El resultado fue que mis mañanas se volvieron más lentas y más conscientes, en el mejor sentido posible. Al levantarme, me estiraba un poco, bebía un vaso grande de agua, daba unos pasos por casa y subía las persianas. Como no tengo mucha hambre nada más despertar, aprovechaba para hacer pequeñas tareas del hogar: poner el lavavajillas, sacar la ropa de la lavadora, regar las plantas.

Cosas aparentemente mundanas que, sin embargo, me ayudaban a arrancar el día desde un lugar mucho más equilibrado.

El ritmo de la mañana lo marcaba yo, no el teléfono

Antes, muchas mañanas sentía que el mundo me arrastraba desde el primer minuto. Una noticia inquietante, un correo que parecía urgente o un mensaje sin responder eran suficientes para tensar el ambiente antes de que hubiera desayunado. Mi mente ya estaba en marcha, reaccionando, procesando, sin haber tenido ni un momento para mí.

Con este cambio, todo eso se transformó. Después de las pequeñas rutinas matutinas, preparaba el desayuno con calma, me sentaba a comer, hacía un café y solo entonces empezaba a mirar el correo y los mensajes. Cuando por fin cogía el móvil, lo hacía desde otro estado mental.

La sensación de libertad fue sorprendente.

Al principio fue más difícil de lo que pensaba

Siendo honesta, los primeros días me costó. Había algo incómodo en no saber qué había pasado durante la noche, quién me había escrito o qué noticias habían llegado. Era como salirme por un momento del flujo constante de información al que estaba acostumbrada.

Pero esa sensación fue apagándose poco a poco.

Me di cuenta de que la mayoría de las cosas pueden esperar una hora. Y si algo es realmente urgente, el teléfono sonará. De hecho, eso ocurrió alguna vez, lo que me tranquilizó todavía más: lo verdaderamente importante siempre encuentra la manera de llegar.

Los fines de semana fue cuando más lo noté

Los sábados y domingos, cuando tengo más tiempo por las mañanas, los beneficios de empezar sin móvil se hacen aún más evidentes. Pienso con más creatividad y más libertad. Me descubro imaginando cómo hacer el día más especial, a dónde me apetecería ir a caminar, en qué cafetería me gustaría sentarme a leer.

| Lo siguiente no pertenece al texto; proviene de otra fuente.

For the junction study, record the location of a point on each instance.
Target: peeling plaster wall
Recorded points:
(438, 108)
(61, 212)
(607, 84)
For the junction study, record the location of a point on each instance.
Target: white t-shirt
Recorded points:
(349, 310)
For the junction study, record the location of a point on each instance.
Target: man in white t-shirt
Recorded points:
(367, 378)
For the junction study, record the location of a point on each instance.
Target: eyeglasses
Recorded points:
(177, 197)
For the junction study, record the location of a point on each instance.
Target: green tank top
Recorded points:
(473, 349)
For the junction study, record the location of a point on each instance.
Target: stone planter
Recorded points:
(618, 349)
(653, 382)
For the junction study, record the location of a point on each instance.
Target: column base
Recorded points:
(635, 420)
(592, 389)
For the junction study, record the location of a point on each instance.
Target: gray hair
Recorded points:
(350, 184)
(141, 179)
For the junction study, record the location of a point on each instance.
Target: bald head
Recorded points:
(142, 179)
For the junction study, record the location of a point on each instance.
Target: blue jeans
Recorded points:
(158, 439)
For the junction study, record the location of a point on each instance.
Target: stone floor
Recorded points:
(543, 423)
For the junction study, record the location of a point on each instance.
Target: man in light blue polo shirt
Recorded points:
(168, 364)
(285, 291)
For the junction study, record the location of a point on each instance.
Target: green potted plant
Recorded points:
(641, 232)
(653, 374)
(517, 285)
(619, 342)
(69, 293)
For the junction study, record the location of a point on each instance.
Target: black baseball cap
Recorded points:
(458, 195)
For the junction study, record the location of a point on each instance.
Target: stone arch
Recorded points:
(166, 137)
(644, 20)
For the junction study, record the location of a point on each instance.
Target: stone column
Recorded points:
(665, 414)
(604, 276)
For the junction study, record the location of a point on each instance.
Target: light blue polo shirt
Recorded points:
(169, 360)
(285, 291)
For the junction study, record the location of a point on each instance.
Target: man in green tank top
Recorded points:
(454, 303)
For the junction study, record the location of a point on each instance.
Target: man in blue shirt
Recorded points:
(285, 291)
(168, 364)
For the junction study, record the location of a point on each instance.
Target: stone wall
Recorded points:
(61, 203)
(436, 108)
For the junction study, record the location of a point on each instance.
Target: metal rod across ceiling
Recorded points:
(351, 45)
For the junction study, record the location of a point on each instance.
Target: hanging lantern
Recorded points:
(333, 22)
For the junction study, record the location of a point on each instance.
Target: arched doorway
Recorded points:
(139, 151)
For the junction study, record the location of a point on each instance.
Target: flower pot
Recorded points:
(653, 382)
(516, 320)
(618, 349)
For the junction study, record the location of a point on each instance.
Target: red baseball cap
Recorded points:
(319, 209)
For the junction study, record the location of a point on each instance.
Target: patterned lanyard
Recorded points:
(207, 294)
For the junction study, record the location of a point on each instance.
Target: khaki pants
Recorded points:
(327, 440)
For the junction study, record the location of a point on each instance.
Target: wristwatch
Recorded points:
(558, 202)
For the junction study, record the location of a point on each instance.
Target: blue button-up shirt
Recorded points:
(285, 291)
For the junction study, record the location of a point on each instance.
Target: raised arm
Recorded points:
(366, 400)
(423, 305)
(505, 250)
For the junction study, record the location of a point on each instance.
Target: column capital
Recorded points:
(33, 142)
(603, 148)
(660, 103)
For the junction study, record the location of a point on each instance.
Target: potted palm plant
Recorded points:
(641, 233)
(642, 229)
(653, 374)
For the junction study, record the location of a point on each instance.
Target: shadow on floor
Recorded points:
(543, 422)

El teléfono ya no es un reflejo automático, sino una herramienta. Lo saco cuando el día ya ha arrancado cómodamente, para consultar detalles, planificar rutas o buscar inspiración.

La diferencia es enorme.

Mi salud mental también lo agradeció

No voy a decir que de un día para otro me convertí en una persona sin estrés. Pero sí noto que me siento mucho más equilibrada por las mañanas. Empiezo el día con menos prisas, con el pensamiento más claro, y como si hubiera un pequeño espacio para mis propias emociones antes de que lleguen los estímulos del mundo exterior.

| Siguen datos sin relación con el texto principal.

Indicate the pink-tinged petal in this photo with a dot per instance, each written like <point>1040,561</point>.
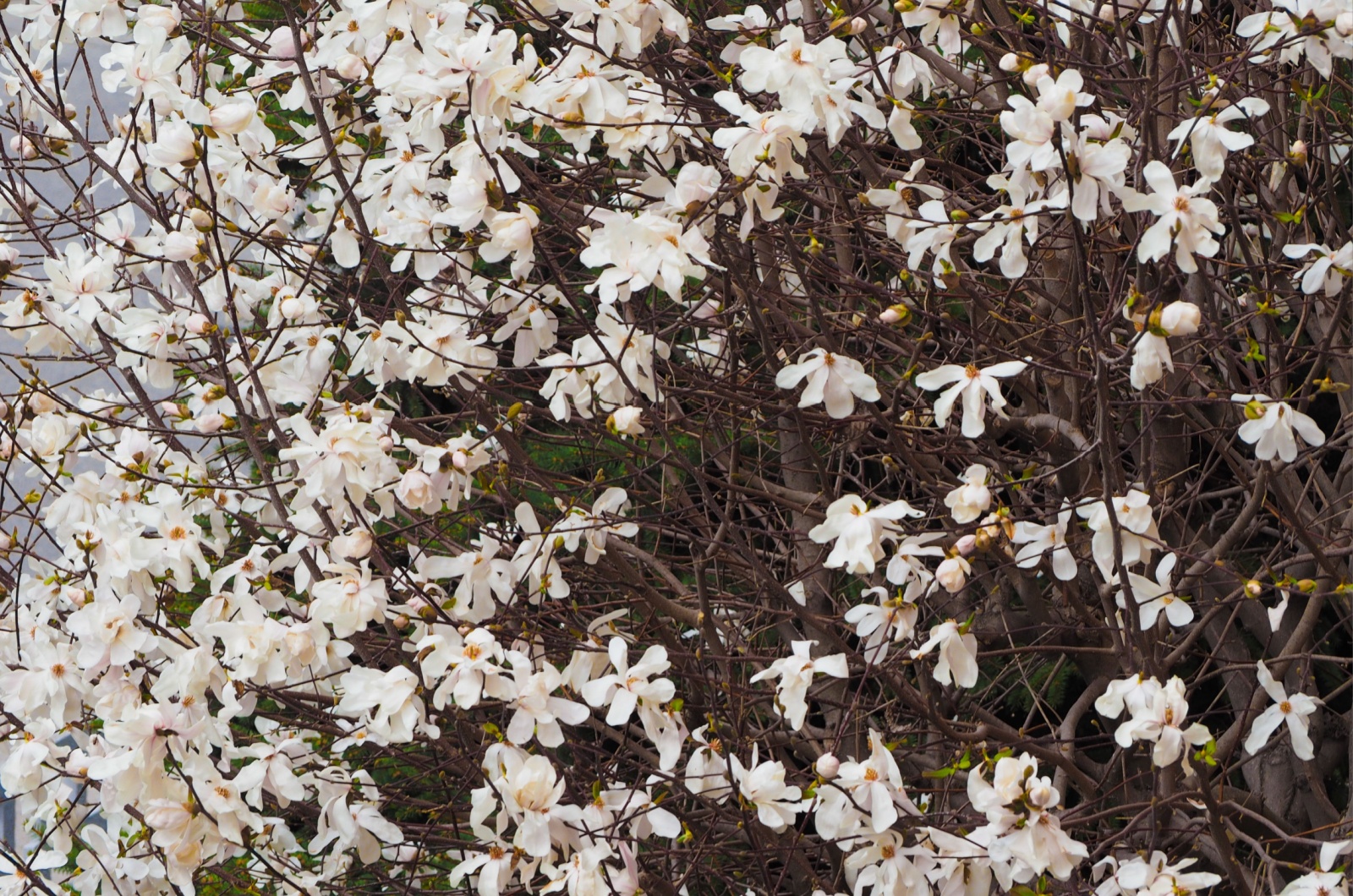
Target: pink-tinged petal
<point>1160,178</point>
<point>974,410</point>
<point>1263,729</point>
<point>1267,682</point>
<point>1302,745</point>
<point>816,389</point>
<point>838,398</point>
<point>945,403</point>
<point>622,707</point>
<point>940,376</point>
<point>1307,429</point>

También he notado que esa sensación de presión informativa constante que antes me acompañaba casi sin que me diera cuenta ha disminuido. Tiene sentido: si no empiezas el día con todo encima a la vez, es más fácil mantener la calma.

No es una regla, es una posibilidad

Sé perfectamente que hay situaciones en las que mirar el móvil nada más despertar es necesario o simplemente inevitable. El trabajo, la familia, las circunstancias de cada uno hacen que esto no sea siempre posible. Yo misma no consigo mantenerlo todos los días.

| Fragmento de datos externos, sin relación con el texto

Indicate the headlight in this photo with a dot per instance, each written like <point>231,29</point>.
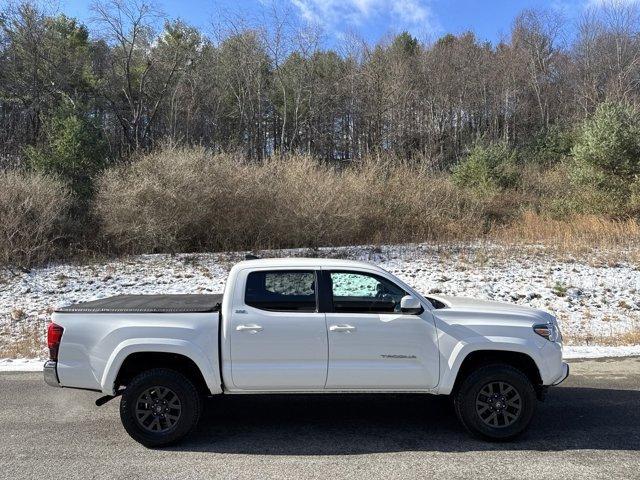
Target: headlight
<point>550,331</point>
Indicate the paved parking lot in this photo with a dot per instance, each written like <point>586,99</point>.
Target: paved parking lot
<point>588,428</point>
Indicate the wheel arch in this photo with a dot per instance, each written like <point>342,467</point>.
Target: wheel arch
<point>472,359</point>
<point>132,357</point>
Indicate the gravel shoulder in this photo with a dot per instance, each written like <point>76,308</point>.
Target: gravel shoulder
<point>587,428</point>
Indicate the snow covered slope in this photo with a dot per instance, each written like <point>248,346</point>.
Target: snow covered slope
<point>593,297</point>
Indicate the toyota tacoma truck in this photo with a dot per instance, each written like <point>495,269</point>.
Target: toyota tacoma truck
<point>300,326</point>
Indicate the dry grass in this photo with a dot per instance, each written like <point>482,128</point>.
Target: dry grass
<point>190,200</point>
<point>32,211</point>
<point>580,233</point>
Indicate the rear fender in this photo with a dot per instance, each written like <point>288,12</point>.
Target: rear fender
<point>209,372</point>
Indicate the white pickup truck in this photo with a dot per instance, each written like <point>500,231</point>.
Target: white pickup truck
<point>305,326</point>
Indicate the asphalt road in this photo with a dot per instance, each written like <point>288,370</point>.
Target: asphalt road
<point>588,428</point>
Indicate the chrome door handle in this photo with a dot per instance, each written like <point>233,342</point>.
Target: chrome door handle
<point>342,328</point>
<point>253,328</point>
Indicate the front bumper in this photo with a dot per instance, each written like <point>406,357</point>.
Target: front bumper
<point>565,374</point>
<point>50,373</point>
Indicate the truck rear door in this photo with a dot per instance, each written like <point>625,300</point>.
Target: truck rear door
<point>278,339</point>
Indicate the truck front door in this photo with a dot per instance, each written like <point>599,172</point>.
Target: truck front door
<point>372,344</point>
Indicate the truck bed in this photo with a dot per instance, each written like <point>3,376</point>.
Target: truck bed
<point>148,304</point>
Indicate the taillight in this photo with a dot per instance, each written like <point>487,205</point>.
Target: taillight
<point>54,335</point>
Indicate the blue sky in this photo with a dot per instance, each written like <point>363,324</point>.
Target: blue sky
<point>371,19</point>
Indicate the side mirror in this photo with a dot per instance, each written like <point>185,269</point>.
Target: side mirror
<point>410,305</point>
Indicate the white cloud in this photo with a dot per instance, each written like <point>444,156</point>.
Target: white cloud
<point>337,14</point>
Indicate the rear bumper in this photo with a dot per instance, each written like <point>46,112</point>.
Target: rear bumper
<point>565,374</point>
<point>50,373</point>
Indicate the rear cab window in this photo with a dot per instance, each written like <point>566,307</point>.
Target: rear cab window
<point>281,290</point>
<point>359,292</point>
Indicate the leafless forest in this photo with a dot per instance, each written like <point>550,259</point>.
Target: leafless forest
<point>459,138</point>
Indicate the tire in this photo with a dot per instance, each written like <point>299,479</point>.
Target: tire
<point>495,389</point>
<point>159,407</point>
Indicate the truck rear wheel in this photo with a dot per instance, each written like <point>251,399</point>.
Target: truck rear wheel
<point>159,407</point>
<point>495,402</point>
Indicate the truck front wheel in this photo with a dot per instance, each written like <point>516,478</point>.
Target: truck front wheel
<point>495,402</point>
<point>159,407</point>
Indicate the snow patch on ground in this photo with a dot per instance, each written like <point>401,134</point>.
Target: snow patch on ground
<point>591,295</point>
<point>595,351</point>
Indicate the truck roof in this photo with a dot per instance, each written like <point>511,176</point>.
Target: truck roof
<point>306,262</point>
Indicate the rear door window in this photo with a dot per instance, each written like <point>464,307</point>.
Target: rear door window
<point>282,290</point>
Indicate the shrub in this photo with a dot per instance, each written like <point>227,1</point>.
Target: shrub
<point>609,142</point>
<point>32,214</point>
<point>189,200</point>
<point>487,169</point>
<point>74,150</point>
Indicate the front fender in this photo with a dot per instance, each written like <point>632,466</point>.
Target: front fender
<point>450,364</point>
<point>188,349</point>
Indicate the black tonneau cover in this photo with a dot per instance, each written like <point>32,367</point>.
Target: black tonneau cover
<point>148,304</point>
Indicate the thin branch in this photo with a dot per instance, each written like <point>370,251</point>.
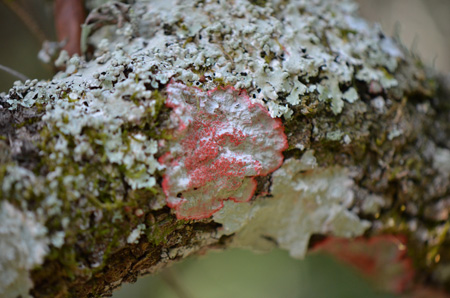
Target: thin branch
<point>170,279</point>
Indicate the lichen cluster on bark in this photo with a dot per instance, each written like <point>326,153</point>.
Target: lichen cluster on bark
<point>366,124</point>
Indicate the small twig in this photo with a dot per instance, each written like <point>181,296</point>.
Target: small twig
<point>168,277</point>
<point>14,73</point>
<point>27,19</point>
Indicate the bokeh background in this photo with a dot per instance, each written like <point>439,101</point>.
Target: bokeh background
<point>423,27</point>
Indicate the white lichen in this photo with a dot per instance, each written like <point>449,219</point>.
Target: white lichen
<point>136,234</point>
<point>23,245</point>
<point>306,200</point>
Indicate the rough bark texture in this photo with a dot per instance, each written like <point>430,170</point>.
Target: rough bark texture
<point>375,120</point>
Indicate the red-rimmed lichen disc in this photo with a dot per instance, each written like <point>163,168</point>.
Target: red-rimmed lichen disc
<point>222,142</point>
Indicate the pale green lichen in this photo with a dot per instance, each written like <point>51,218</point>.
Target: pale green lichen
<point>23,246</point>
<point>306,200</point>
<point>99,144</point>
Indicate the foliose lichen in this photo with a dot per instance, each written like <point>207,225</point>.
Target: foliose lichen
<point>102,127</point>
<point>306,200</point>
<point>222,142</point>
<point>23,246</point>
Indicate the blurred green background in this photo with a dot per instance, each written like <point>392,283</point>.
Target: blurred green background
<point>424,27</point>
<point>243,274</point>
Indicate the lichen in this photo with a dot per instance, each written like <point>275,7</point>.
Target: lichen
<point>23,246</point>
<point>222,142</point>
<point>105,118</point>
<point>306,200</point>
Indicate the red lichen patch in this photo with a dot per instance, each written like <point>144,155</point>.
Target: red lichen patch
<point>221,143</point>
<point>383,259</point>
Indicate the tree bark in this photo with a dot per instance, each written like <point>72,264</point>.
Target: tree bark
<point>81,169</point>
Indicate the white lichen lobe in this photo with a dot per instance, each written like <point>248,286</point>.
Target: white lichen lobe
<point>306,200</point>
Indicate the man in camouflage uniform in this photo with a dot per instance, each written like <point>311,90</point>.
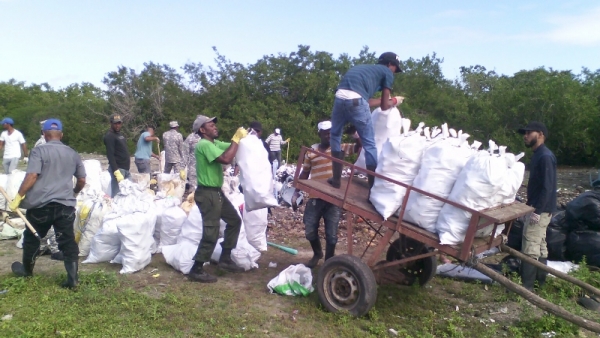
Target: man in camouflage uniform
<point>174,150</point>
<point>190,160</point>
<point>48,243</point>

Pero cuando puedo, y cuando me levanto con suficiente tiempo, intento regalarme esa hora. Porque he comprobado que la calidad del día depende mucho más de cómo empieza la mañana de lo que creía.

El siguiente paso será probablemente dedicar también más tiempo antes de dormir a estar sin pantallas, algo a lo que ya llevo un tiempo intentando acostumbrarme. Si las mañanas han mejorado tanto mi bienestar, tengo mucha curiosidad por saber cómo cambiaría cerrar el día también con menos ruido, menos estímulos y menos información.